Why does Islamophobia become ‘secular’ India’s default setting after every terrorist attack

In a corner of a university campus in India, someone scribbled a phrase on the notice board: “Dogs and Muslims are prohibited from entering.”
That wasn’t just hate speech — it was a desecration. It was a posthumous rejection of men like Shaheed Sena Commando Jhantu Ali Sheikh, who died defending this very nation.
Sheikh was a son of Nadia, a symbol of sacrifice. His blood still soaks the soil of Udhampur, spilled while fighting terrorists in the wake of the brutal Pahalgam massacre.
His death should have been a national moment of unity. Instead, his memory is met with silence—or worse, with bigotry scrawled on institutional walls.
And what of Akali Bibi and Sabur Ali, his grieving parents? Pressing their son's photo to their chests, they ask a question no citizen of any republic should have to utter: “Our son died proving which side we belong to?” That question should haunt us all.
This isn’t an isolated story. Syed Adil Hussain Shah—a Kashmiri pony handler, not a soldier—died trying to protect tourists from gunfire. He attempted to wrest a rifle from a terrorist’s hands and was riddled with bullets.
And yet, in the eyes of a country spiraling into ethno-religious hysteria, his Muslim identity erases his heroism.
Make no mistake: what we’re witnessing in India after the Pahalgam massacre is not merely grief. It’s a carefully curated campaign of Islamophobia. Across newsrooms and on evening talk shows, Hindutva voices insist on one message: that India belongs to Hindus alone.
So what if Muslims die for the country? So what if they fight terrorists, shield innocents, give their lives? The BJP-RSS machinery marches on, with its project to paint Muslims as perpetual outsiders, traitors to the nation—even when they are found in uniform, defending the very land that now excludes them.
The Indian Constitution, the one that promises secularism, inclusion, and equal citizenship, is under siege. Not just by mobs, but by televised panels debating whether that secularism itself needs "correction."
And all this while the state’s own ultra-nationalist propaganda escapes the label of anti-nationalism–because nationalism in Modi’s India is no longer about love for all Indians. It is about loyalty to a majoritarian fantasy.
A fractured ‘secular’ nation
Let us be clear: The terrorists who killed innocent tourists in Kashmir deserve no mercy. They are enemies of peace, of Kashmir, of humanity. But alongside our grief and anger, there must also be accountability.

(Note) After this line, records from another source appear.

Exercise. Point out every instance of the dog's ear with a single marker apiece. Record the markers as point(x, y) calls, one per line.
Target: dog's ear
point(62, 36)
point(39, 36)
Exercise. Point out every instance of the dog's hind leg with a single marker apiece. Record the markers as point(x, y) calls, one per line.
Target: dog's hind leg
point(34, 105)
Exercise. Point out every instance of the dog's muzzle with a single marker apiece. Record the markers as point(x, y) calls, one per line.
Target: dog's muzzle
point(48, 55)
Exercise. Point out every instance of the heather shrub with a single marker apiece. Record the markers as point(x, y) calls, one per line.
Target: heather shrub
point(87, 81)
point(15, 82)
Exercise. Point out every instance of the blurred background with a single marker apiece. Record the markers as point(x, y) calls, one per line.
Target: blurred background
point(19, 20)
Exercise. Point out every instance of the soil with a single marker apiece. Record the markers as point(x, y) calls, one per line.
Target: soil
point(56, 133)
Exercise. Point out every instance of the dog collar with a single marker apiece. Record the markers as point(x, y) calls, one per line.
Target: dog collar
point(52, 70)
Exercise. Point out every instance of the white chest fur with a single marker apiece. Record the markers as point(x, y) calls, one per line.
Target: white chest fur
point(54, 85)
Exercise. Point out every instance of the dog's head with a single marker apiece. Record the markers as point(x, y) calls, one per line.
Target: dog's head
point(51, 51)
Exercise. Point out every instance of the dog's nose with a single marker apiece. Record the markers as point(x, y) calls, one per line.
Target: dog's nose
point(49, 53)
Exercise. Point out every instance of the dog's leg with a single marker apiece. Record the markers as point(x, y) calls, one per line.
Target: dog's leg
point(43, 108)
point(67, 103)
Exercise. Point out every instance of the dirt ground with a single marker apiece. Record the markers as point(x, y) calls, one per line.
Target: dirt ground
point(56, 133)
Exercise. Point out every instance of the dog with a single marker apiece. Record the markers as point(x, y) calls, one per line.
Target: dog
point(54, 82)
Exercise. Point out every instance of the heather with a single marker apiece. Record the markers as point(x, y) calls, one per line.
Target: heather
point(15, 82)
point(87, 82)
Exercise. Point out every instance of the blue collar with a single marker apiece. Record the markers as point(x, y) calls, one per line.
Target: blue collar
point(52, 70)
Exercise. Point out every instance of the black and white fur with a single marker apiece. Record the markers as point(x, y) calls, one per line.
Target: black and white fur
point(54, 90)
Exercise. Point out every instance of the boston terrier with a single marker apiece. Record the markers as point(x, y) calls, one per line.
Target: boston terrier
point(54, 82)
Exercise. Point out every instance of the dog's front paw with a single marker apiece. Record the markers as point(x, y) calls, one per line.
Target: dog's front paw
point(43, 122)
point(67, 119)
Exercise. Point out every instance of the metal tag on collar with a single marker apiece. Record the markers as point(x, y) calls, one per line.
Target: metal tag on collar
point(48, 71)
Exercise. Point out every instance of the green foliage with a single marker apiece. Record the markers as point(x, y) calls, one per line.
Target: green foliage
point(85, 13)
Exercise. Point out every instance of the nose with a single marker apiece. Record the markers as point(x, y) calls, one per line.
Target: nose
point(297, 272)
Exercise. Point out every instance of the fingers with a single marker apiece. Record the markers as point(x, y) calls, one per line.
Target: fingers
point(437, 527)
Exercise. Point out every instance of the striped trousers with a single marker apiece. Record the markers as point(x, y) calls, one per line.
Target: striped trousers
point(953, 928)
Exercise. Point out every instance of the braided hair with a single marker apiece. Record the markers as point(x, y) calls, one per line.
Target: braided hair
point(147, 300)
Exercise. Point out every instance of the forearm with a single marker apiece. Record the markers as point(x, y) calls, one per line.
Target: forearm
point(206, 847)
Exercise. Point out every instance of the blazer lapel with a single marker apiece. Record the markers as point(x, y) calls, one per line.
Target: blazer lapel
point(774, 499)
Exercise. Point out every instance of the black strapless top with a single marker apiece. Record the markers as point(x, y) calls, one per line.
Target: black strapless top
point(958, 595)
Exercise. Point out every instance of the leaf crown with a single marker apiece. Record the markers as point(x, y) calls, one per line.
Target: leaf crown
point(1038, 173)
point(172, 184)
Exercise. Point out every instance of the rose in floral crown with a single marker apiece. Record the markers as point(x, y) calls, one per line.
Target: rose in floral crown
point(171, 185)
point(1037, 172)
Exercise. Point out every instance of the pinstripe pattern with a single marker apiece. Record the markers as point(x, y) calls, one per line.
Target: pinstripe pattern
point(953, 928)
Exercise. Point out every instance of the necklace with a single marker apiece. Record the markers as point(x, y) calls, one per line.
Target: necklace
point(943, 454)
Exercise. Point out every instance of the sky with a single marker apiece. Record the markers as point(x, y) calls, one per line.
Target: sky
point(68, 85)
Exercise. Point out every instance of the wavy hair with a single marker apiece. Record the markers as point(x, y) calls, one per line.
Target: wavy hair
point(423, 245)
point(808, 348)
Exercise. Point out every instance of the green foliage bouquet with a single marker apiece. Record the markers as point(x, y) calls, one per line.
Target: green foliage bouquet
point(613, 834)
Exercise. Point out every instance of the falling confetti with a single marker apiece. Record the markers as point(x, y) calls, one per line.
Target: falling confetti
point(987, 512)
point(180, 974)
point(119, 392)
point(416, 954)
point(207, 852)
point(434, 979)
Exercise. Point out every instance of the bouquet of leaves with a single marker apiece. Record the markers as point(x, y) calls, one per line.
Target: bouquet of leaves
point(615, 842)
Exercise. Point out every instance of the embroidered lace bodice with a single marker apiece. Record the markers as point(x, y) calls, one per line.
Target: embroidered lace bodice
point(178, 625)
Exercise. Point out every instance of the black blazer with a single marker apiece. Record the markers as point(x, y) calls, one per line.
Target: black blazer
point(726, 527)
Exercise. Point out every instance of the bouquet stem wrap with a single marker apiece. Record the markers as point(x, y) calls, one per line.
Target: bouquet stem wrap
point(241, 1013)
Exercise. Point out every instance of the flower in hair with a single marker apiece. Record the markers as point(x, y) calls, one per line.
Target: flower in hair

Who failed to provide security for these tourists? Who offered reassurances of safety? And who will answer for the lapse that allowed this tragedy to happen?
In a just republic, those questions would be asked loudest by the government itself. In today’s India, they are drowned out by chants demanding exclusion, hatred, and the rewriting of the republic itself.
And so, the blood of martyrs like Jhantu Ali Sheikh and Adil Hussain Shah is quietly pushed aside–not because they didn’t die for India, but because of who they were when they lived.
Prime Minister Narendra Modi and Home Minister Amit Shah have stood before the nation, time and again, assuring us that terrorism has been “broken” in Kashmir.
Article 370 was revoked, they said, to bring peace and stability. Kashmir, we were told, is now safe. Tourists believed them. Families believed them. That’s why people were in Pahalgam. That’s why they died.
So, were those declarations lies? Or were they political theater–a curated illusion of control, broadcast to win elections but not to ensure safety? And now, after the massacre of unarmed civilians, where is the accountability?
When the 2008 Mumbai attacks shook India, the then-Home Minister Shivraj Patil resigned, acknowledging responsibility. He didn’t hide behind slogans or media spin.
Today, as families bury loved ones slain in Kashmir, as grief grips homes that had only packed bags for a holiday–not a funeral–who in this government will step down? Who will say, “This was our failure”? Why is resignation, the smallest gesture of moral responsibility, too much to ask?
The fact is, under Modi’s watch, terror attacks have continued. Pathankot. Uri. Pulwama. And now Pahalgam. One after another. How long can this government boast of “crushing terrorism” while coffins keep arriving?
But rather than facing this failure, the government pivots—as it always does—to Islamophobia. The focus is shifted from incompetence to communal fear. Muslims, once again, are turned into political scapegoats.
Where lies the real problem
The narrative however is manufactured: not “why did this happen under our watch?” but “what community did the attackers belong to?” This is not national security. This is political deflection.
Meanwhile, thousands of Kashmiris–most of them Muslims–have taken to the streets to condemn the violence, to mourn the victims, to denounce terrorism. But these voices are deliberately silenced.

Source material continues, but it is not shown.